Guaranteed satisficing and finite regret: Analysis of a cognitive satisficing value function
This work addresses efficiency issues in reinforcement learning for researchers and practitioners by offering a theoretically grounded satisficing approach, though it is incremental as it builds on existing bandit problem frameworks.
The paper tackles the challenge of solving complex reinforcement learning tasks within practical time frames by proposing a satisficing strategy that seeks actions above an aspiration level rather than optimal ones, proving that their risk-sensitive satisficing model guarantees finding such actions and achieves finite regret in K-armed bandit problems.
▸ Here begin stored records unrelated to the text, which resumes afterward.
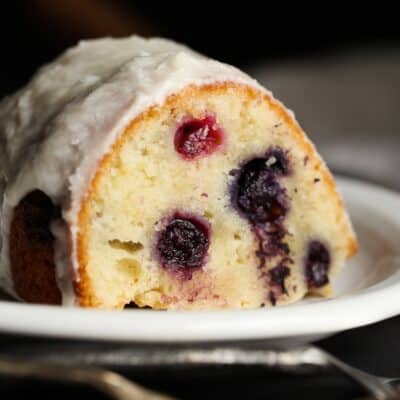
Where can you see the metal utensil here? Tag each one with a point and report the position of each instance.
(122, 389)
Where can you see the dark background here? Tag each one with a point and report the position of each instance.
(240, 32)
(337, 63)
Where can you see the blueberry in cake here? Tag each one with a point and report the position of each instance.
(138, 171)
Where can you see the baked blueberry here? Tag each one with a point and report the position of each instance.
(183, 243)
(317, 264)
(257, 192)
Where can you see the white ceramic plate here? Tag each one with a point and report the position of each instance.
(368, 290)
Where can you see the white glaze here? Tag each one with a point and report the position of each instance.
(55, 130)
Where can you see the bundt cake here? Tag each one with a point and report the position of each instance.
(136, 171)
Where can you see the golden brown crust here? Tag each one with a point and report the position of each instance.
(31, 250)
(83, 286)
(31, 245)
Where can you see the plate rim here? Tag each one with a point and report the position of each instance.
(367, 306)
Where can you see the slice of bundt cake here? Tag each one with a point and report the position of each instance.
(138, 171)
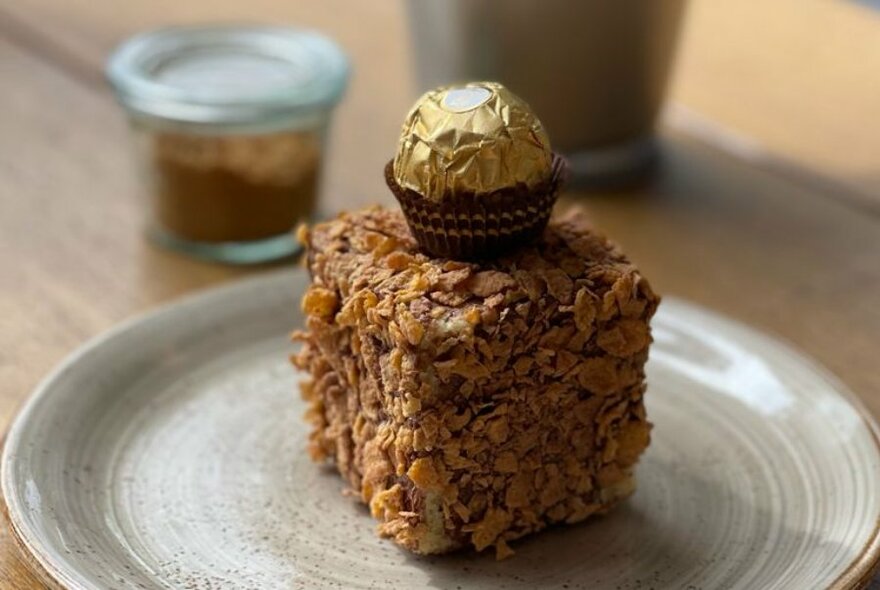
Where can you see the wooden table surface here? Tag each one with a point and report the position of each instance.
(767, 207)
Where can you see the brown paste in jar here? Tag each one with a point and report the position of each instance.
(234, 188)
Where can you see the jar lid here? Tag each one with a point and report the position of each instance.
(228, 75)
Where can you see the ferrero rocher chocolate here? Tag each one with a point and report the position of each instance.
(474, 172)
(471, 139)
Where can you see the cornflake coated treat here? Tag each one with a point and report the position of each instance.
(471, 404)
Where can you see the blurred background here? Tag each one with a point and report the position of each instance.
(764, 201)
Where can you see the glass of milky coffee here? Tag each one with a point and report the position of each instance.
(596, 71)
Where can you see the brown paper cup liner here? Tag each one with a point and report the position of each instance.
(479, 226)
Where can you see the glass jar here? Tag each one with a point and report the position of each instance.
(229, 126)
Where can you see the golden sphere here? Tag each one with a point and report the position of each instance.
(471, 139)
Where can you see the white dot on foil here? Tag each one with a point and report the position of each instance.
(459, 100)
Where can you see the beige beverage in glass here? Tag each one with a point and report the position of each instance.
(596, 71)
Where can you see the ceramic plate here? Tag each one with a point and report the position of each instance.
(168, 453)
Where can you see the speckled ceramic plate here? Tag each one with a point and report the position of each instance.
(168, 453)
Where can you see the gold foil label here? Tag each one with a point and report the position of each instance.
(475, 138)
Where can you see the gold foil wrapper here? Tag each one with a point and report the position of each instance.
(471, 139)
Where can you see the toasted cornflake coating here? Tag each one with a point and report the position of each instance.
(470, 404)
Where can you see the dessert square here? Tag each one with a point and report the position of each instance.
(473, 403)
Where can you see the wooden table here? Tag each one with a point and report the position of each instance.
(767, 207)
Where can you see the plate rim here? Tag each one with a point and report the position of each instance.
(858, 574)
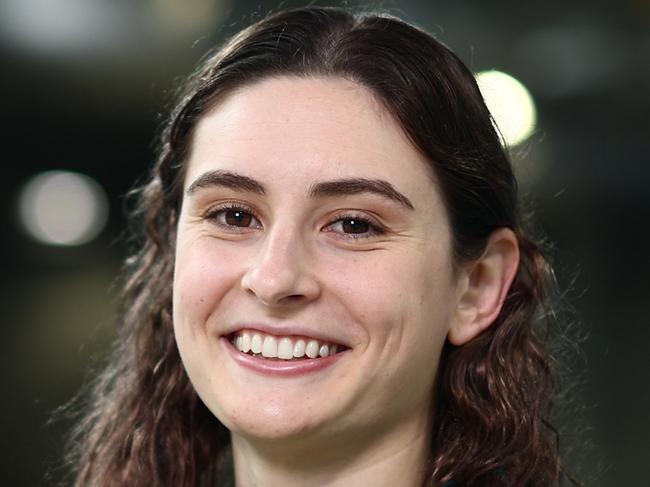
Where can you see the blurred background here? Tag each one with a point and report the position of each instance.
(83, 88)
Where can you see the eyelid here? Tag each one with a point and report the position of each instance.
(376, 227)
(211, 212)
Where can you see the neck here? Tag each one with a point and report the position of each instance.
(393, 458)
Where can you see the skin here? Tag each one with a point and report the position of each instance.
(390, 294)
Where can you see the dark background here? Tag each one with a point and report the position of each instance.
(83, 83)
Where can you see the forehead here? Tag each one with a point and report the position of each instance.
(292, 131)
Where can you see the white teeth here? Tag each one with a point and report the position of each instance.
(324, 351)
(256, 343)
(245, 342)
(299, 349)
(285, 349)
(312, 349)
(270, 347)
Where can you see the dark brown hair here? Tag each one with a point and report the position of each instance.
(145, 425)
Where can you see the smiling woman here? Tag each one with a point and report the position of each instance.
(334, 287)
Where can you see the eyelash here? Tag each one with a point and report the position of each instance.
(374, 227)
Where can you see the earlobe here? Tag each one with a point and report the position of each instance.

As reinforcement learning algorithms are being applied to increasingly complicated and realistic tasks, it is becoming increasingly difficult to solve such problems within a practical time frame. Hence, we focus on a \textit{satisficing} strategy that looks for an action whose value is above the aspiration level (analogous to the break-even point), rather than the optimal action. In this paper, we introduce a simple mathematical model called risk-sensitive satisficing ($RS$) that implements a satisficing strategy by integrating risk-averse and risk-prone attitudes under the greedy policy. We apply the proposed model to the $K$-armed bandit problems, which constitute the most basic class of reinforcement learning tasks, and prove two propositions. The first is that $RS$ is guaranteed to find an action whose value is above the aspiration level. The second is that the regret (expected loss) of $RS$ is upper bounded by a finite value, given that the aspiration level is set to an "optimal level" so that satisficing implies optimizing. We confirm the results through numerical simulations and compare the performance of $RS$ with that of other representative algorithms for the $K$-armed bandit problems.